La BCE assure que la politique monétaire va rester accommodante aussi longtemps que nécessaire. Mais que peut-elle faire ?

Sur le front de la politique conventionnelle, elle peut encore diminuer le taux refi de 25pb à 0,50%. Si jusqu’à présent, la BCE se montrait réticente à abaisser à nouveau le refi, les barrières semblent tomber peu à peu. En cas de baisse de taux, il est probable qu’elle réduirait le corridor pour maintenir le taux de dépôt à 0%. Comme nous l’avions mis en avant en février1, une baisse de taux de 25pb ne serait pas la solution aux problèmes de la zone euro mais elle pourrait malgré tout alléger les tensions pesant sur certains pays. Par ailleurs, les raisons légitimant une baisse de taux ont eu tendance à se renforcer ces derniers mois.

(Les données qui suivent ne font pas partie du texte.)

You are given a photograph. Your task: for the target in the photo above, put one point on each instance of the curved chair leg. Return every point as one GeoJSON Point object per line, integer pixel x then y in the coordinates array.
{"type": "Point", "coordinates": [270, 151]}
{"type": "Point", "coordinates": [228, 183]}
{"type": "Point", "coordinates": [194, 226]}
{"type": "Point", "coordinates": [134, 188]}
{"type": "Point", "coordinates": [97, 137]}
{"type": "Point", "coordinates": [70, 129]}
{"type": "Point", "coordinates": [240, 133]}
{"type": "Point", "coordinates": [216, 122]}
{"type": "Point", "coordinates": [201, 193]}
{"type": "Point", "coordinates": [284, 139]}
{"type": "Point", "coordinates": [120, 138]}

  • La croissance de la zone euro va vraisemblablement rester en territoire négatif au premier semestre 2013. Les indicateurs avancés de la croissance après une légère amélioration en début d’année sont repartis à la baisse en mars. La demande domestique continue de s’ajuster à la baisse avec le maintien des politiques d’austérité dans la plupart des pays. La reprise du commerce mondial est lente, suggérant qu’il ne faut pas trop attendre du commerce extérieur pour tirer la zone euro de l’ornière.
  • L’inflation est désormais bien inférieure à la limite de 2%, se situant à 1,7% en mars et les anticipations d’inflation restent bien ancrées. Etant donné la croissance des excès de capacité dans la zone euro, le risque inflationniste est de plus en plus faible. La BCE considère toujours que les risques sur l’inflation sont équilibrés mais pourrait changer d’idée dans les mois qui viennent.
  • La politique monétaire s’est resserrée avec les remboursements de VLTRO ces derniers mois, réduisant la taille du bilan de la BCE. Par ailleurs, la baisse de l’inflation fait remonter les taux d’intérêts réels.
  • Les banques des pays périphériques sont toujours fragiles et continuent de venir se financer à la BCE (malgré le début de remboursement des VLTRO). Elles bénéficieraient ainsi de la baisse du refi. La transmission de la politique monétaire à l’économie est toujours difficile, les taux des prêts aux ménages et entreprises dans les pays en difficulté restent élevés.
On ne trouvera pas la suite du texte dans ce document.